Products that have caused property damage, personal injury, bodily injury or death can create huge risk for manufacturers, Luce pointed out, perhaps leading to costly recalls.
“In addition to the lost value of the recalled products and the prospect of business interruption, executing the recalls can involve costs to broadly communicate the recall, ship and dispose the recalled product, and minimize and then repair damage to the manufacturer’s reputation,” he noted.
Cases involving quality and standards can also spur costly delays. “In instances where there is a lack of quality packaging and shipping standards, risk can manifest in delays resulting from products or manufacturing supplies being damaged en route,” he said.
Jamie Luce, senior vice president, commercial insurance, property and casualty at QBE North America.
“For example, a badly wrapped shipment of needed manufacturing supplies sat for a week on the tarmac of a small airport that was flooded repeatedly with heavy rains. By the time this shipment arrived, the supplies were useless and the production schedule was subsequently delayed,” Luce (pictured left) reported.
“Since the 1980s, globalization has amplified supply chain risk in both predictable and surprising ways in the manufacturing industry,” he pointed out. “Moving raw materials and finished products long distances – often from one end of the globe to the other – creates an expected increase in risks,” he said, citing the auto industry as an example.
“At one time, the sole manufacturer of a brake component used by virtually all car manufacturers experienced a plant-destroying fire. Since there was no back-up supplier for that part, car production was slowed down for months throughout the auto industry,” Luce noted.
“Considering the complex and evolving risks inherent in today’s supply chain, companies should develop an overall strategy for evaluating and mitigating risk,” he recommended.
Large global manufacturers with in-house risk managers often partner with insurance brokers and carriers to conduct business continuity planning for a wide range of scenarios, Luce pointed out.
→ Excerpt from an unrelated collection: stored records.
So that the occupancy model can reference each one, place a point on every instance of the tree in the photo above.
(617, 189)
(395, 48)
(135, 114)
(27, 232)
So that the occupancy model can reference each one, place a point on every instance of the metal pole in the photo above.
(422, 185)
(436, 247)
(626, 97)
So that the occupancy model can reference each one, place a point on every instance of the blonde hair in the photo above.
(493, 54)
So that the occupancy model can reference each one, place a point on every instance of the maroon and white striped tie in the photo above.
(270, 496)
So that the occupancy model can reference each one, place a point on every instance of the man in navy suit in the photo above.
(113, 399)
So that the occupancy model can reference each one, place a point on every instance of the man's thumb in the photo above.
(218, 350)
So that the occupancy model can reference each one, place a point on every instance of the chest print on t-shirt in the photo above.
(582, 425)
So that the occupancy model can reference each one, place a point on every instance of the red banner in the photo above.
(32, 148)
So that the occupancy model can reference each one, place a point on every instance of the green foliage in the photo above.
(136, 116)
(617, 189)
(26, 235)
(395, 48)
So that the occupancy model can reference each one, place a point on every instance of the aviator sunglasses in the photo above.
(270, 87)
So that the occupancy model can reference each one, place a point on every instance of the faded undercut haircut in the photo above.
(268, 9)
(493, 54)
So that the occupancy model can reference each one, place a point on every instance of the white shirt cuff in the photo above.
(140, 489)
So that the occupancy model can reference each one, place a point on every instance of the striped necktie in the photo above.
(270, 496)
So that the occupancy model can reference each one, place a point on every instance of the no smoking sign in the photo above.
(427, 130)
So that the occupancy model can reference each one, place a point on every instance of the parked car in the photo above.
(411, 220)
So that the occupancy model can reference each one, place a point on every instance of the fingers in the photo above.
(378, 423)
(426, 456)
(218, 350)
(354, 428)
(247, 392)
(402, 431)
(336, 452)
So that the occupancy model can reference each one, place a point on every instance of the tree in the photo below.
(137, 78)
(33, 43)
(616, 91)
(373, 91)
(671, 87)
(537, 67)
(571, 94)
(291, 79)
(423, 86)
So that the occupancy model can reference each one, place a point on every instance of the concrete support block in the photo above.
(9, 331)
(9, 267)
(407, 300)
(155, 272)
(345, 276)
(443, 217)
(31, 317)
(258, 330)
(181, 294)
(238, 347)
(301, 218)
“The output volume of companies this size often gives them enough perspective or experience to identify weak points and potential hidden risks,” he told CU.
That said, “mid-size and small manufacturers who may not have an in-house team and who have lower output volume have fewer opportunities to identify these risks,” he suggested, recommending that they work with expert brokers and carrier who specialize in serving manufacturers to help identify hidden risks.
“If the supply chain extends internationally,” Luce added, “the manufacturer should also be confident that the insurance carrier has the resources to evaluate the suppliers in the foreign countries.”